By Lissy Maruthanakuzhy
Nagpur: As the Catholic Church gets ready to celebrate the feast of Corpus Christi on June 18, my mind goes back to a Sunday Mass I attended a few months ago.
I shared the pew with two women who I presumed were mother and daughter.
Their dress was simple but there was something in their demeanor that made me suspect if they were Catholics. The elderly woman did not exchange peace. She was hugging her purse all the time.
At communion time the young one got up and queued up with others and returned with great devotion. When she had sat down the elder one enquired whether she could also go. A parishioner who was behind them enquired whether they were Christians, to which the young one answered, “Of course.”
The elderly woman, with much hesitation, went ahead and received Communion and returned to the pew.
When the Mass was over I kept close to them as we came out of the church. Gently I asked them about their whereabouts.
The young one said they were not Christians, “but I come every Sunday for Mass and receive communion.” I was amazed.
She continued, “Because I know when I receive Jesus I am healed. See my mother, she was in bed for several weeks. Now she can walk.”
I was awestruck.
Their faith in Jesus touched me. Since my Hindi was poor, I took them across the road to our convent to explain about Faith, Mass, Communion and related things.
Their story was convincing. The mother had been ill for several weeks, unable to get up from bed. “A Christian woman visited us, read the Gospel and prayed with us, and sprinkled holy water over her. Slowly the mother recovered,” the daughter narrated. At this point the mother started sobbing. “The woman told us about Jesus and asked us to go to church. Since then I have been coming to Church. Mother came only today,” she said.

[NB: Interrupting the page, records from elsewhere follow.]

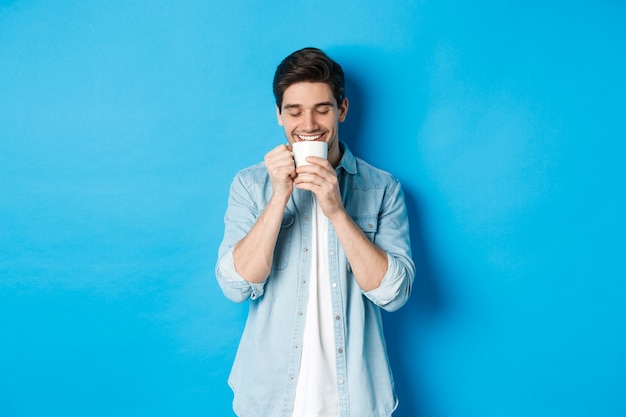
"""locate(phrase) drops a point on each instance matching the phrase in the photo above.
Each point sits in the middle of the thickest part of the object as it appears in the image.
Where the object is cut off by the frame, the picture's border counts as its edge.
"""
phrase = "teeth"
(309, 137)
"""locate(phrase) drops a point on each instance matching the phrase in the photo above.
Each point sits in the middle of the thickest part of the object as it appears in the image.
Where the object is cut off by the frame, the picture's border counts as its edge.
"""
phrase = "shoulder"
(371, 176)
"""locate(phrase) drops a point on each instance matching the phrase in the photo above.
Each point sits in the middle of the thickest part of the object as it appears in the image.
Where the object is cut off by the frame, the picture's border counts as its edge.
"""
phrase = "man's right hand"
(282, 171)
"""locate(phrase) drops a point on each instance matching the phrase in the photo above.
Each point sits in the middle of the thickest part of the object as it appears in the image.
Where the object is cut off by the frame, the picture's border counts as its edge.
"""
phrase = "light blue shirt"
(265, 373)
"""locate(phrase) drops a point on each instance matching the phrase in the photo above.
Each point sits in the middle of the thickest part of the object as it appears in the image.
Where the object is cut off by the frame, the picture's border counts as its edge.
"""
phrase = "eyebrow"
(299, 106)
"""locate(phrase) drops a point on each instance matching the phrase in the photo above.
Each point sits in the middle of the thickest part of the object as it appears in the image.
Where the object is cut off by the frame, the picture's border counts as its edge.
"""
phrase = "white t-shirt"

As we were going to the convent, we had met a lame young man at the church gate and the young woman gave him a coin from her meager collections. I was impressed. After hearing their story, I realized they lived out the Eucharist in their lives, reaching out to the poor, that many Catholics still learn to do.
That is why Pope Francis keeps challenging Christians to live out the Communion with Christ asking, “How do we experience the Eucharist? How do we live after our Sunday Mass?”
On Corpus Christi feast the Pope’s thoughts pierce my heart. His questions challenge me to become open to the needy and the oppressed around me.
Melanie Jean Juneam, a reporter, relates an incident in an article, about a nurse she read about.
“On her way to Church, this nurse stopped to help the victims of a car accident. She left after help arrived, but was covered in blood and dirt. Rather than wasting time by going home to change clothes, she decided to simply put the top on inside out to hide most the mess. Although she missed her own regular
Eucharist she just had time to make it to a nearby Mass at another Church. Immediately she felt self-conscious, ill at ease with the kind of attention she attracted but it was at the kiss of peace where she was actually stunned; people ignored her, refusing to make an eye contact or shake her hand. As an upstanding, well-known active member of her parish, she was shocked by their judgments about what type of person she was. Suddenly this care giving nurse realized how the poor, marginalized and needy feel every time they step inside a church.”
Pope Francis continues, “In the Eucharist Christ is always renewing his gift of self which he made on the cross. His whole life is an act of total sharing of self out of love.”
Does the Eucharist urge me to go out to the poor, the sick, the marginalized? Does it help me recognize in them the face of Jesus? Do I try to help, approach, pray for those in difficulty? Does the Eucharist increase my capacity to rejoice with those rejoice, cry with those who cry?
That makes me recall another experience on a weekday. After Communion, as I sat with closed eyes I heard some commotion around me. When I looked I saw two women: one obviously a non-Christian believer. Her face was very sad. She had received communion in hand and was taking it to the back pew where her husband sat. She wanted to share it with him. A Catholic woman, who saw her taking it, consumed the host.
After the Mass, when we came out of the church, I heard the man saying, “Yes. We wanted to share it.”
Later, we met them outside the church. They explained. “Our elder daughter is married for seven years. She has no issues. The second daughter is 30 years, but no proposals are clicking. The third daughter after her studies is searching for a job, attended several interviews, but nothing is coming through. There are many blocks in our family,” the man explained while his wife cried.
“We go to church in our village. When we are in the city we come here. We believe Jesus can remove the blocks and help us,” he added.
The poor and the suffering in India are discovering Jesus in their own way. And it seems the Divine Healer and comforter works out of the box – beyond Church and its rules and regulations.